An example is Popcorn—a carbon-neutral crypto savings platform. Popcorn lets you earn high returns on your crypto investment while funding worthy environmental, educational and open-source causes.

To this end, Popcorn has built strategic partnerships with eco-friendly brands to enable it to offer top-notch DeFi services to end users and organizations without contributing to the climatic challenges that PoW blockchains pose.

Again, PoW blockchains battle decreasing efficiency and Scalability. And all these disadvantages justify Ethereum's transition to proof-of-stake. In proof-of-stake, there are no miners, just validators.

PoS operates a more decentralized transaction validation system through a process called Staking. You stake your crypto by investing it for transaction validation in a proof-of-stake blockchain like Ethereum. You also earn Ethereum rewards for staking your ETH coins.

Interestingly, PoS validation creates a highly secure, scalable and efficient validation system that's open to participants on the blockchain. As a participant, you can vote for or against major transaction decisions—your vote's weight depending on the amount of crypto staked.

That said, let's look at some of the things Ethereum 2.0 upgrade seeks to improve in the Ethereum network.


As Ethereum's user base grows, it has become imperative to speed up its throughput.

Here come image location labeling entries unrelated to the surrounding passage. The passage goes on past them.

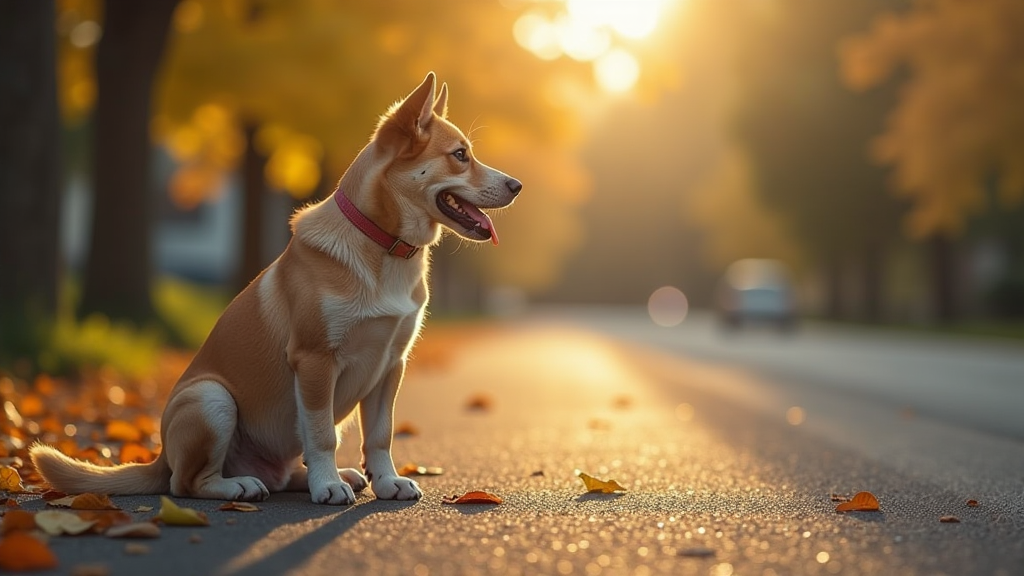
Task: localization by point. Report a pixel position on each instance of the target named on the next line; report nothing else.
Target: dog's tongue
(482, 219)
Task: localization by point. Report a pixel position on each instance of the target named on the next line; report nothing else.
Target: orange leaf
(861, 501)
(20, 552)
(10, 480)
(104, 519)
(600, 486)
(134, 452)
(474, 497)
(15, 521)
(121, 430)
(415, 469)
(239, 507)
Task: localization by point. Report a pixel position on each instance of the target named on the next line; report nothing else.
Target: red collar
(395, 246)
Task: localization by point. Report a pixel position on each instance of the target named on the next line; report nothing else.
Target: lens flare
(668, 306)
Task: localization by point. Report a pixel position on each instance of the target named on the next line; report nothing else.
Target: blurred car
(757, 291)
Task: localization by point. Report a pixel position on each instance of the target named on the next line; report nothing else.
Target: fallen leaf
(10, 480)
(407, 428)
(239, 507)
(17, 521)
(134, 452)
(415, 469)
(861, 501)
(20, 552)
(134, 530)
(474, 497)
(172, 515)
(120, 430)
(56, 523)
(600, 486)
(90, 570)
(104, 519)
(479, 402)
(134, 548)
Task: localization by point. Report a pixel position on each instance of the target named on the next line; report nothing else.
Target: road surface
(730, 451)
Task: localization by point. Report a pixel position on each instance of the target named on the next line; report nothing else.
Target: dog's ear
(412, 116)
(440, 105)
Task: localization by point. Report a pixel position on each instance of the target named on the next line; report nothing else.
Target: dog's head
(433, 167)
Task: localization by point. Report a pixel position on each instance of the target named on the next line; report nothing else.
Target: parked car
(757, 291)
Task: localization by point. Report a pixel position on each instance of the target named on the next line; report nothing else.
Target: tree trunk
(943, 278)
(30, 174)
(253, 195)
(873, 263)
(834, 289)
(119, 265)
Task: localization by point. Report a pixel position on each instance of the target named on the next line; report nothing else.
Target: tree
(805, 135)
(30, 175)
(119, 269)
(958, 123)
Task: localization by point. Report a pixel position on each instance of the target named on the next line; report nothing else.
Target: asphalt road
(730, 450)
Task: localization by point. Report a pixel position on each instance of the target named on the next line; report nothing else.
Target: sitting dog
(325, 328)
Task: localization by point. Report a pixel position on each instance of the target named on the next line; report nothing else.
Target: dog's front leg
(314, 379)
(377, 421)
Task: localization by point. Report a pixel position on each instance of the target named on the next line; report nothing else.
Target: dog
(326, 328)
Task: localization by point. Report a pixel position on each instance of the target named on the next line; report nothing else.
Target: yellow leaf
(56, 523)
(861, 501)
(10, 480)
(600, 486)
(172, 515)
(239, 507)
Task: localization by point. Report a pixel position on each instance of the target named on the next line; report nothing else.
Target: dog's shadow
(292, 556)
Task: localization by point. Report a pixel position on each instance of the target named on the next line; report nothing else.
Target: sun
(587, 31)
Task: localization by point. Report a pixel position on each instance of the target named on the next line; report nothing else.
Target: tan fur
(324, 329)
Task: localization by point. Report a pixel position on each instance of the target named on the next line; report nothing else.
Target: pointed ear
(440, 105)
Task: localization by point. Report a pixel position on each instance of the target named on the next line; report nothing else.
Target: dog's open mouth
(476, 223)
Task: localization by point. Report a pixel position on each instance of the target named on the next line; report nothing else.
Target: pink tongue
(482, 219)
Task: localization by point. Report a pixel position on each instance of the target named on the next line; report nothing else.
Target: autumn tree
(805, 135)
(955, 136)
(118, 272)
(30, 175)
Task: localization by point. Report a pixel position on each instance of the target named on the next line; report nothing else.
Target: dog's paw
(354, 479)
(334, 493)
(395, 488)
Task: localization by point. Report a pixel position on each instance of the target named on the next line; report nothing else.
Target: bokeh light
(668, 306)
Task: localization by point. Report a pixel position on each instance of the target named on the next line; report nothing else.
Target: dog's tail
(77, 477)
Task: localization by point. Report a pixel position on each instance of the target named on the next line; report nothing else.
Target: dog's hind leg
(202, 420)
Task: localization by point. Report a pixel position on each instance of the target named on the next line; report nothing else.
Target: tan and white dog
(325, 328)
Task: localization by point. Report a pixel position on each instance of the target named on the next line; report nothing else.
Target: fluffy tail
(77, 477)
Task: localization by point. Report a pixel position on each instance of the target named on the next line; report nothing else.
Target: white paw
(249, 489)
(354, 479)
(396, 488)
(334, 493)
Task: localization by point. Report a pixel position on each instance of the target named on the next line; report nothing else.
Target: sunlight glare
(668, 306)
(539, 35)
(632, 18)
(616, 71)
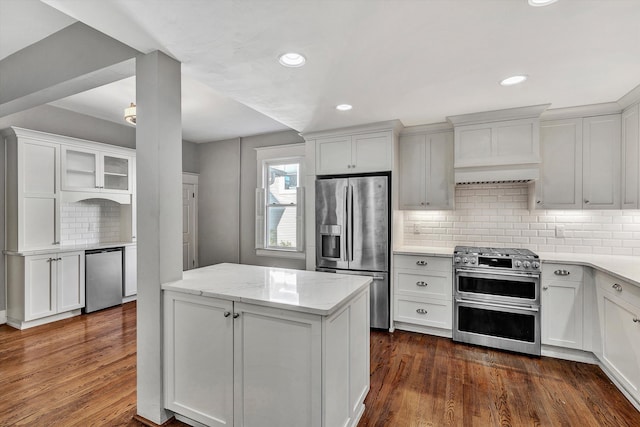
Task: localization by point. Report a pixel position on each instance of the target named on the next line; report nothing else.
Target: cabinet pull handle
(562, 273)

The idea is that a greater processing capacity will counter a more significant number of transactions.

The scalability problem is not just limited to the Ethereum network. Even Bitcoin, the grandfather of blockchains, faced the same challenge, which led to a more scalable derivative called Bitcoin Cash.

At about 10-30 transactions per second, Ethereum is yet no match for Visa, which can handle 1,500+ transactions per second.

However, the upgrade to ETH 2.0 seeks to launch Ethereum into the realm of thousands of transactions per second so that applications can be faster and cheaper. That implies that Ethereum gas fees will drop too.


Security is imperative in this advanced tech era, especially as hackers and other infiltrators grow their skills to compromise just any network. A successful attack on Ethereum would be one of the biggest losses of the century.

More so, it will be a big blow to the network's security system. As more users adopt Ethereum, it becomes a potential target for attack. The network has to be more secure than ever, and that’s part of what the Ethereum 2.0 upgrade will address.


Cryptocurrency mining and transaction processing have contributed considerably to humanity's carbon footprint. Ethereum and Bitcoin mining operations consume more energy than the Thai population of about 90 million people, according to the Ethereum Energy Consumption Index from Digiconomost.

Ethereum 2.0 comes to replace the PoW (proof-of-work) with the PoS (proof-of-stake) consensus mechanism, which means there would be no need for mining on the network. According to Vitalik Buterin, Ethereum's co-founder, Ethereum's sustainability vision is to diminish the network’s energy consumption by a factor of above 1,000 using PoS.


Scalability, security and sustainability are some of the most significant concerns of today's biggest blockchain platforms. With its ETH 2.0 upgrades, the Ethereum network stands up to the grueling drawbacks. Hopefully, we should see a more scalable, secure and sustainable Ethereum before 2023.

Without a doubt, we expect projects like Popcorn to dominate the center stage due to the carbon-neutral ecosystem it’s building. That way, we get more from DeFi generally, without harming the environment or paying heavy energy costs.